Need advice on what kind of storage I need

icedown

Distinguished
Apr 11, 2009
4
0
18,510
I have setup a satellite data feed at my house. My current receiver system has 1 sata 320gb drive in it. It is not able to keep up. I am looking for the best types of hardware to for this situation.

The data comes in via a network multicast off of a satellite receiver. Average speeds are around 500-700kB/sec with peak speeds exceeding 1.2mB/sec, sometimes for around 10min. This data is broken down into files, averaging between 2000 and 4000 files per minute. These files range in size from less than 1kB to > 400MB depending on the product. The problem comes during the processing of this stream. Each file is written into a spool directory and the file type and name given to various decoding programs. They each read the file, process it, then write it back to the drive in another directory. Each file goes through at least one decoder but can be passed to as many as 4 simultaneously. Then those files are read from across the network by various programs that we use.

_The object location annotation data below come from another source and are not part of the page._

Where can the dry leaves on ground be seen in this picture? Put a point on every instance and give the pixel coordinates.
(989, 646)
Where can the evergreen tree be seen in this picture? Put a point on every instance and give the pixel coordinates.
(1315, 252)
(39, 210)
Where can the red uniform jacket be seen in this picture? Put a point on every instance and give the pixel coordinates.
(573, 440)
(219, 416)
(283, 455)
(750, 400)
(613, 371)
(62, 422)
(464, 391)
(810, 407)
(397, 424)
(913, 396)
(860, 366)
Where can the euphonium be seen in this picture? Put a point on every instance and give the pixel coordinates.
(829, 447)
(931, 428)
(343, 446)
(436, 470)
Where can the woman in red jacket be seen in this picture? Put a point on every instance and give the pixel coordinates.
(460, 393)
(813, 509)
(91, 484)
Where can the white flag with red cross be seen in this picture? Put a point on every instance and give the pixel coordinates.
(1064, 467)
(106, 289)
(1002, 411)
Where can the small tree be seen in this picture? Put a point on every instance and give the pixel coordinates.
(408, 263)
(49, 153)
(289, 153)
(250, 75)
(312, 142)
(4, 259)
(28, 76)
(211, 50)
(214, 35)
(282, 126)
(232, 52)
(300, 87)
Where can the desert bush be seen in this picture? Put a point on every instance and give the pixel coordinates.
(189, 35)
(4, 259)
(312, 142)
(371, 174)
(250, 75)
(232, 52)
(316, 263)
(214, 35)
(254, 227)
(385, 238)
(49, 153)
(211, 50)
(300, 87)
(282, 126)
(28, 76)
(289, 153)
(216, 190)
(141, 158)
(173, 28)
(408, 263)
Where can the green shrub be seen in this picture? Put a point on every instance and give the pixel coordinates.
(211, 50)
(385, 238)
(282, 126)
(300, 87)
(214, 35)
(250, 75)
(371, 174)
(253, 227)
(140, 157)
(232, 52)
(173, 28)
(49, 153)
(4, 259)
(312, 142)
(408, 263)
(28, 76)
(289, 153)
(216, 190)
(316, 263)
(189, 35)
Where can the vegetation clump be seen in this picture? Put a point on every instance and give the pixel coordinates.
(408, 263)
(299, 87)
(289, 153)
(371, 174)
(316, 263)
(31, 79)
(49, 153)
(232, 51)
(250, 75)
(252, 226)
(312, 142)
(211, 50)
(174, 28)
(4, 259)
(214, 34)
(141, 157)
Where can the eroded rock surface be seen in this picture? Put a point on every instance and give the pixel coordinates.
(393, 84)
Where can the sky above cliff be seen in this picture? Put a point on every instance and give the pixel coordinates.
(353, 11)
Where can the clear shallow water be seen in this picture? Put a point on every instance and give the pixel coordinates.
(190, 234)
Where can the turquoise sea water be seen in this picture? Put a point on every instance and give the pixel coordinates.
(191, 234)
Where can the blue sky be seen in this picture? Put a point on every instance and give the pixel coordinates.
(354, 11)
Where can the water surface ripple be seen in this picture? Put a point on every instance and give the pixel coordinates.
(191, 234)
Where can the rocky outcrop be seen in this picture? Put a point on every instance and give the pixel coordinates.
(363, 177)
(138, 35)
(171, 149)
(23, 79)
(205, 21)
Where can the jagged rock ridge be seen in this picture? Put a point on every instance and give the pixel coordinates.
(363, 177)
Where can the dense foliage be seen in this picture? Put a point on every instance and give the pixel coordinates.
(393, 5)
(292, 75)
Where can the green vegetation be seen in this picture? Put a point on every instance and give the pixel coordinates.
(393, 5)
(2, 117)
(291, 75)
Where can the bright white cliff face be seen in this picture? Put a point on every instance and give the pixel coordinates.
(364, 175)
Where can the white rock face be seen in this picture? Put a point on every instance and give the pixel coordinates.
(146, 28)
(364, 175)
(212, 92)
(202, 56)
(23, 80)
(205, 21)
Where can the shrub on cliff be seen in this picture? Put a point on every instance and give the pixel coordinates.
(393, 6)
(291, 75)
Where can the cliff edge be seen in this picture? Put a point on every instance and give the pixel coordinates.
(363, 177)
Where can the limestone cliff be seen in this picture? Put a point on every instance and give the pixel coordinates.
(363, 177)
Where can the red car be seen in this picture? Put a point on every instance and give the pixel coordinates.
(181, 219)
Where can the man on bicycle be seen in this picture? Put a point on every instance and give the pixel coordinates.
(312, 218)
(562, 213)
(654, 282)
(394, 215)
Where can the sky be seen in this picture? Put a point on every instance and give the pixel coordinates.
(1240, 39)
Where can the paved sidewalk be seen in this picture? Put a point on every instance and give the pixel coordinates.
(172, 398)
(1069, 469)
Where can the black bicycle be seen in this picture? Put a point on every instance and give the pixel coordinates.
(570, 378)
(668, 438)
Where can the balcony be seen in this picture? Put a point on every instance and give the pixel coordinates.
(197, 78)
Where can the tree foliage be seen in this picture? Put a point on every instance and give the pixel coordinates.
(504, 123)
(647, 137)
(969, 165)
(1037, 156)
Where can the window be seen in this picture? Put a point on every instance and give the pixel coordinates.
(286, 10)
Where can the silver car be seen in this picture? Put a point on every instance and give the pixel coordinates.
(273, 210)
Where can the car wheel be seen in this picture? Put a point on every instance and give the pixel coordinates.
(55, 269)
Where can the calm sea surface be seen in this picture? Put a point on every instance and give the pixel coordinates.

I'm not sure what the best way of dealing with this will be. It also doesn't help that don't make much money so I also have to keep this thing cheap considering how much I've already spent on this setup. I've been looking at sata II, scsi and various raid setups but can't really find any good information on which direction to take with this problem.
 

specialk90

Distinguished
Apr 8, 2009
303
0
18,790
Hi there.

The problem seems to be Random Access speed with lots of random reads & writes. I think I can give you as great of a solution as possible while keeping costs low.
Hopefully, you have an Intel motherboard with their Raid chipset(ICH8R/9R/10R).
$200 - get 2 74GB Raptors 10k rpm drives and setup the OS/Apps and 'Reads' in Raid 0. Then setup a Raid 1 array for 'Writes'. I am assuming that Reads are the incoming data and Writes are the decoded final files. And I am assuming that your software is capable of sending Reads and Writes to different paths.
If you need more storage, than you could try a 2nd 320GB drive(must be same model for Raid). If a 2nd drive in the Raid setup I explained still doesn't provide enough speed, then try getting 3 more 320GB drives and run them in Raid 10, which combines Raid 1 with Raid 0.
Just for FYI, Raid 1 'mirrors' 2 drives so if one fails, then you don't lose any data. Raid 0 'stripes' or splits the data between drives; however, if one drive fails, you lose ALL data.

Another pointer is the type of drive: a regular desktop drive is certainly not designed for what you need. Seagate's SV and ES.2 drives are designed for 24/7 heavy usage. Their SV line is designed for video recording(ie surveillance) and ES.2 are designed for servers. They cost more but are made for heavy usage, and you certainly are in the heavy usage arena.

Side thought: the software you are using isn't designed to put the partial data into Ram and then write to disk once a file is completely downloaded? This simple process would save your drives a lot.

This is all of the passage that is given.